4javier
4javier

Reputation: 639

Spring Hibernate @Transactional clarifications

I got a lot of confusion about @Transactional annotation.

1) If I use just declarative approach, is it enough to mark my service class/methods as @Transactional, or should I create the configuration beans and properties as shown in this Baeldung article?

2) I need to use even programmatical approach in some situations, to be able to explicitly call flush() at a specific point of my workflow. In this case the former definitions of hibernate configs are mandatory?

Upvotes: 1

Views: 240

Answers (1)

LppEdd
LppEdd

Reputation: 21104

If you're on a Spring Boot project, no, you won't need to explicitly declare the SessionFactory or the PlatformTransactionManager Beans. They'll be auto-configured for you.

Yes, putting the Transactional annotation on your class or method is enough for transactions to take place. Auto-commit should even be turned off automatically (for optimization purposes), in case it's not done at DataSource level.

For the "programmatical" part, you should consider staying on the annotation side. You can play with the transaction propagation strategies to isolate certain operations.


A couple important notes about using the declarative, annotation approach.

Remember to annotate public methods, if possible. Any other method visibility cannot be managed via Java proxies or CGLIB proxies, thus, even though you won't notice it, those methods won't participate in the transaction context.

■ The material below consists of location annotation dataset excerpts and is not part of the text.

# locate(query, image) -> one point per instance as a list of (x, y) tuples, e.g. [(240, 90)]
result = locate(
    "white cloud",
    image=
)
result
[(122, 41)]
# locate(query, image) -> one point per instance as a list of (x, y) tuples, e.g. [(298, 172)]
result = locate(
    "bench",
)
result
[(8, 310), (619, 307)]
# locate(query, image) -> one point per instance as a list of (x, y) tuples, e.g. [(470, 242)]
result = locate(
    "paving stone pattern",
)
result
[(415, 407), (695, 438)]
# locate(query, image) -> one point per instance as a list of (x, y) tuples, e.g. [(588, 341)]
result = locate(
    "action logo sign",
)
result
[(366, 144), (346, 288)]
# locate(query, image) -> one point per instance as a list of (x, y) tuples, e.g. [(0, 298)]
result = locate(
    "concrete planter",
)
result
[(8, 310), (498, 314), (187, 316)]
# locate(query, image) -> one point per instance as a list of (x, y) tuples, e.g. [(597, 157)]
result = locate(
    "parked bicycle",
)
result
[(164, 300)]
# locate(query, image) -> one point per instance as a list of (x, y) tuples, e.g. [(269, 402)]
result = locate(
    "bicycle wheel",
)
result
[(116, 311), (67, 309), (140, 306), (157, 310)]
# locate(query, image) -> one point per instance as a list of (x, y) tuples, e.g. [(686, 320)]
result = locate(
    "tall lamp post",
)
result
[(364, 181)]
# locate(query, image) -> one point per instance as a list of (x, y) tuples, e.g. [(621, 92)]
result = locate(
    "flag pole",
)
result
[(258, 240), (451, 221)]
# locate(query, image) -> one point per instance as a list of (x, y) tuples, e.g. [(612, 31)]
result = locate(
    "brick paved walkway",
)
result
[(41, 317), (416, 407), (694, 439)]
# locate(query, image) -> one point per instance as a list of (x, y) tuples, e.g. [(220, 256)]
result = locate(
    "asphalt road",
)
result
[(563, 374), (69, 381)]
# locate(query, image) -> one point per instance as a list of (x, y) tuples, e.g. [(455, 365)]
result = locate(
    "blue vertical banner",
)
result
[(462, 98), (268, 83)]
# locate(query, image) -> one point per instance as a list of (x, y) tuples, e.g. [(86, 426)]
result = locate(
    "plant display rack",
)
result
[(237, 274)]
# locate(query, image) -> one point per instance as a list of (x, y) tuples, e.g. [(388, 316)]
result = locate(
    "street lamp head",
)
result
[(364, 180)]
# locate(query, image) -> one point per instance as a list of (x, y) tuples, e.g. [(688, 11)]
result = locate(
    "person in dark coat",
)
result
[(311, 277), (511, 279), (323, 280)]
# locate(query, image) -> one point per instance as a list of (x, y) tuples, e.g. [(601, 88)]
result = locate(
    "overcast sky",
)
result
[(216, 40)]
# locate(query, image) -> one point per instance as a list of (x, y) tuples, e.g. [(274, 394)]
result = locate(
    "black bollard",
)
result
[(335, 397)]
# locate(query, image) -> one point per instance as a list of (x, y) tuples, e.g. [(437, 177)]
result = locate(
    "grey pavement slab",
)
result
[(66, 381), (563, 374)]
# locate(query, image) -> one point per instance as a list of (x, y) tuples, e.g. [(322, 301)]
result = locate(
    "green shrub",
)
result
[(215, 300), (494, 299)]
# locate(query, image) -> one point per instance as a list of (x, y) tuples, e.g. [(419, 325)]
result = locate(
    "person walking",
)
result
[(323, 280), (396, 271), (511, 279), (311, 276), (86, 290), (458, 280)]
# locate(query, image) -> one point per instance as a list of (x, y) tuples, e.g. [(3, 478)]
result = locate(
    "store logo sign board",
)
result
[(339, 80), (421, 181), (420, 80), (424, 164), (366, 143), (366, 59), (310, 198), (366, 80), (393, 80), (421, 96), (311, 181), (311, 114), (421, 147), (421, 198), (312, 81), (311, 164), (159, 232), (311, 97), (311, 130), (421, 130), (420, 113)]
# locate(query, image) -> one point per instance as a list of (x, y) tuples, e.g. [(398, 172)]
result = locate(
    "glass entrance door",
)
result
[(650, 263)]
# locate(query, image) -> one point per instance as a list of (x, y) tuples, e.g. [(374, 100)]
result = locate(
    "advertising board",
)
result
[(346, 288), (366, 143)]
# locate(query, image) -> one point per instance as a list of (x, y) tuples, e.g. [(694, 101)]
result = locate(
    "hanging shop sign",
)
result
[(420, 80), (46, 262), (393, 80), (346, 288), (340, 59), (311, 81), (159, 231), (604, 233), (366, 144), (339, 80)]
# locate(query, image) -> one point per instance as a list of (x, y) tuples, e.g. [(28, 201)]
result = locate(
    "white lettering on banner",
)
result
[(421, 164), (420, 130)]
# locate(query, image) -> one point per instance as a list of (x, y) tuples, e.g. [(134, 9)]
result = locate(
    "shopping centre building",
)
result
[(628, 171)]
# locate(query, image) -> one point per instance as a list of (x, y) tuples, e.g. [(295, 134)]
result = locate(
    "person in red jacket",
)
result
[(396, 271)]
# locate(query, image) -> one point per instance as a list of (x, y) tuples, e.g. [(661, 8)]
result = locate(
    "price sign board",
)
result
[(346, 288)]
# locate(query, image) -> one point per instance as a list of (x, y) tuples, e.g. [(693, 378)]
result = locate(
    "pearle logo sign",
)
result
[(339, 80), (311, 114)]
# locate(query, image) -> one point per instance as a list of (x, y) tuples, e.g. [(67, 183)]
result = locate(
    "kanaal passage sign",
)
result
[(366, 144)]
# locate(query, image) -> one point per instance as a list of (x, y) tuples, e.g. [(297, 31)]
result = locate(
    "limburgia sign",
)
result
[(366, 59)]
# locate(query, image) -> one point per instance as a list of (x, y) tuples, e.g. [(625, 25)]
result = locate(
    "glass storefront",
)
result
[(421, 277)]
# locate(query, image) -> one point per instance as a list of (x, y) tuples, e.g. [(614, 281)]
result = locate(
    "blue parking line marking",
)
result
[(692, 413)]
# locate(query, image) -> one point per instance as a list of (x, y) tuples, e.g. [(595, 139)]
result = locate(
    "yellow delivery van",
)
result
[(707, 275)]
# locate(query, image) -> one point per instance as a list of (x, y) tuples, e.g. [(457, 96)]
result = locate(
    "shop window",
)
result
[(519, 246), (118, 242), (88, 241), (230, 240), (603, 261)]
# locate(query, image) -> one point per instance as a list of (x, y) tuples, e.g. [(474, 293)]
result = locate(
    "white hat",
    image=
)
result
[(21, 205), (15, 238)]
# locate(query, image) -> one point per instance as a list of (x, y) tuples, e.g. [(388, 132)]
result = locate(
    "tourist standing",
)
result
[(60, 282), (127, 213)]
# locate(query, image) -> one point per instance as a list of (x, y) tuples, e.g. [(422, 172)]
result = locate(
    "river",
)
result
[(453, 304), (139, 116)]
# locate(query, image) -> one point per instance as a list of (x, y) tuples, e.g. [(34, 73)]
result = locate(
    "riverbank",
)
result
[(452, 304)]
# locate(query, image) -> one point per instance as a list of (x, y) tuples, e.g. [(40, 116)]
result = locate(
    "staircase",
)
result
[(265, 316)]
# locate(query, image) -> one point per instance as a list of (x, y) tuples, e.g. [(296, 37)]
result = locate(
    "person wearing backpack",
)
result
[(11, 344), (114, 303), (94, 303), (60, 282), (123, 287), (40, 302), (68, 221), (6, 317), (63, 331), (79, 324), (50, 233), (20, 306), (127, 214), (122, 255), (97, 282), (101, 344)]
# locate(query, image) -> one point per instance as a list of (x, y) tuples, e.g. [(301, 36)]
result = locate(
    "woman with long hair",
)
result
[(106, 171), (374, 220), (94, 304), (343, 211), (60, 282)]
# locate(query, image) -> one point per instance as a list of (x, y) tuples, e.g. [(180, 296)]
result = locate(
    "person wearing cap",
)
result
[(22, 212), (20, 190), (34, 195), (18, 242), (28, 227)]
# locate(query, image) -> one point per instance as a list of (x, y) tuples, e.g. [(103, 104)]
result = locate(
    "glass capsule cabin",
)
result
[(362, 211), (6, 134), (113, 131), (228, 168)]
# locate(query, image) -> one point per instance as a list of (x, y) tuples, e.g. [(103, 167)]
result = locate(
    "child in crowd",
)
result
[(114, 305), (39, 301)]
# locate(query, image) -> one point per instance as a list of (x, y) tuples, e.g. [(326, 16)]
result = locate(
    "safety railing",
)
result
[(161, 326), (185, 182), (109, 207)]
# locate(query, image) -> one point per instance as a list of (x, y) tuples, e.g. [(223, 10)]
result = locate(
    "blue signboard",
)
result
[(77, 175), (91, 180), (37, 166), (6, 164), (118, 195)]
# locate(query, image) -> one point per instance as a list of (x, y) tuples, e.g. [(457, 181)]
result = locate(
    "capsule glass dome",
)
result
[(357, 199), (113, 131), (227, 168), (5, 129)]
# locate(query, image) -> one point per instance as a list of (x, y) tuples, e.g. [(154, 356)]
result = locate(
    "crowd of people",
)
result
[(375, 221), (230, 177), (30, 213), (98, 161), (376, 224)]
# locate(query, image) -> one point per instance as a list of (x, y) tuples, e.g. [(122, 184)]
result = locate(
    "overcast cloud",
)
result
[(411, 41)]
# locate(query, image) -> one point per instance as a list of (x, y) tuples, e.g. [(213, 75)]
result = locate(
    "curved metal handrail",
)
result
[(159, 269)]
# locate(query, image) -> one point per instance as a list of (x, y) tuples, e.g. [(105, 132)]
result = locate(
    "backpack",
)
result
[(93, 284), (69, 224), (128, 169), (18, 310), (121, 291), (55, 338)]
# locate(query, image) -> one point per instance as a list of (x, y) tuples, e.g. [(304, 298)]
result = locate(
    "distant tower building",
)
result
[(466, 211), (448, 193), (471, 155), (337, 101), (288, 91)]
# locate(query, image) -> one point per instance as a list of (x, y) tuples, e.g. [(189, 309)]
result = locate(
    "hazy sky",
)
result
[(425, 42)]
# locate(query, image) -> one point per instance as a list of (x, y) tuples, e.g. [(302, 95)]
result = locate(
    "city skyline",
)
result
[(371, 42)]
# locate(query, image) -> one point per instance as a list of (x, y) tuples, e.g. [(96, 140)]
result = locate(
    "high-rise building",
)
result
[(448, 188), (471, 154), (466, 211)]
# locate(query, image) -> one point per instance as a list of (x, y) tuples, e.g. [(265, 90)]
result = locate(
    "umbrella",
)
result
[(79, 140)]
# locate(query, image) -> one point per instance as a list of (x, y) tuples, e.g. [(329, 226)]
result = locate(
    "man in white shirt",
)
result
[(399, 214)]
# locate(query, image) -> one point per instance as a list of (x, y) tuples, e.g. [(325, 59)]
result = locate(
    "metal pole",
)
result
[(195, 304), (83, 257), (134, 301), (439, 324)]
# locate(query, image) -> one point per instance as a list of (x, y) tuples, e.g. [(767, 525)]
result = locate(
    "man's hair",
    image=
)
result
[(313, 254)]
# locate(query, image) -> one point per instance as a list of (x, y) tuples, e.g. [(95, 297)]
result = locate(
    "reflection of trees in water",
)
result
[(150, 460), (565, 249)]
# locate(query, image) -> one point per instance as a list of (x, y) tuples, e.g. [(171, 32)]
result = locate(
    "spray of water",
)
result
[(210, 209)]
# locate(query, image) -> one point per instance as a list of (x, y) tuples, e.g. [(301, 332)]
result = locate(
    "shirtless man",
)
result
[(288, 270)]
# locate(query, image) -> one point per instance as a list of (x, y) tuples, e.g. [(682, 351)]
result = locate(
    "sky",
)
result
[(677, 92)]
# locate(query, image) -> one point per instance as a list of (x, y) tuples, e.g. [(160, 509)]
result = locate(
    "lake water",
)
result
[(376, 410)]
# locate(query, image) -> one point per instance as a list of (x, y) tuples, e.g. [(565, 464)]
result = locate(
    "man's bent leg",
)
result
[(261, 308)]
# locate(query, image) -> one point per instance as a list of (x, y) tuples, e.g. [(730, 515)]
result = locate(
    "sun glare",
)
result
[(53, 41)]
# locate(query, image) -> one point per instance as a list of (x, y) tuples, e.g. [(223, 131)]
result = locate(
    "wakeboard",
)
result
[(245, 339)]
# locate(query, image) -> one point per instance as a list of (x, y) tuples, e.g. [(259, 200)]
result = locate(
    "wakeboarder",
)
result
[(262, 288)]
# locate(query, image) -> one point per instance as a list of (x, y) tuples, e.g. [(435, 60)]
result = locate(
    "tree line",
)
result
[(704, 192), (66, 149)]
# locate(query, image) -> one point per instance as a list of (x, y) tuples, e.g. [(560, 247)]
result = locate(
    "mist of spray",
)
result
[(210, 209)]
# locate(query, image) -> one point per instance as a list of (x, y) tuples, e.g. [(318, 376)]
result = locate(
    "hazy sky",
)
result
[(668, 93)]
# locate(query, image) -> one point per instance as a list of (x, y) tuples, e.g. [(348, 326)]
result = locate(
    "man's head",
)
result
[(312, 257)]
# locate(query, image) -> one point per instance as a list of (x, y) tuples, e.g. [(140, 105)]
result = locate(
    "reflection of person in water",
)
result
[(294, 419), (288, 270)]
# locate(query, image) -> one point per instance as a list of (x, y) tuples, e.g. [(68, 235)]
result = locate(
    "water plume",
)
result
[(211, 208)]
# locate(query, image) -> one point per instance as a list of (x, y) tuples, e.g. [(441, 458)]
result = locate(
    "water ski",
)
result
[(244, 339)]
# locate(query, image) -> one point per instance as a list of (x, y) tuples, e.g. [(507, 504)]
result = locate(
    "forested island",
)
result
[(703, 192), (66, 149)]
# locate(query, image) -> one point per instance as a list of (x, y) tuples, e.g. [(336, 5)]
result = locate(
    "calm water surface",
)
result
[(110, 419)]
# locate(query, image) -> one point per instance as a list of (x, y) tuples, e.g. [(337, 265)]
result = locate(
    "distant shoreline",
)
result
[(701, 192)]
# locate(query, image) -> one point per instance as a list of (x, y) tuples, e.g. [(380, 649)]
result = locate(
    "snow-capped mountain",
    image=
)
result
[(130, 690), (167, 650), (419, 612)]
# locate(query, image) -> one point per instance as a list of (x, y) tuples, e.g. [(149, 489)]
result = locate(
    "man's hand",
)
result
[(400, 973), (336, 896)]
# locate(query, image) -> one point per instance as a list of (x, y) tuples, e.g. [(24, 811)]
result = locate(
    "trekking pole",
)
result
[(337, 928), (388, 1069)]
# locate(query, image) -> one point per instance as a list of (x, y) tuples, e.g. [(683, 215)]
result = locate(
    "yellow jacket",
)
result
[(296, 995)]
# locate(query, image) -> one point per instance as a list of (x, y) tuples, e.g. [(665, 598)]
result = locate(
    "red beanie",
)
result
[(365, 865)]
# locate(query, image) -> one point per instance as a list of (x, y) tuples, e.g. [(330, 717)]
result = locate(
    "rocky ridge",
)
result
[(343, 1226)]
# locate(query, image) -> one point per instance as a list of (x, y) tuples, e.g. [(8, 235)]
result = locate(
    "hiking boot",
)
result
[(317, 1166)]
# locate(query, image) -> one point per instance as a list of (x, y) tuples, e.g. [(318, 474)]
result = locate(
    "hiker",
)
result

For protected or private methods, you're forced to use AspectJ.

Remember also that when using proxies, self-invocation (& expecting a new transaction) doesn't work.


To use the programmatic approach, you just need to Autowire the TransactionTemplate or PlatformTransactionManager Bean.

The PlatformTransactionManager allows for more customization of the transaction, while TransactionTemplate is more of a utility object (which however can be modeled as needed).

Obviously, don't mix both approaches in the same methods call stack.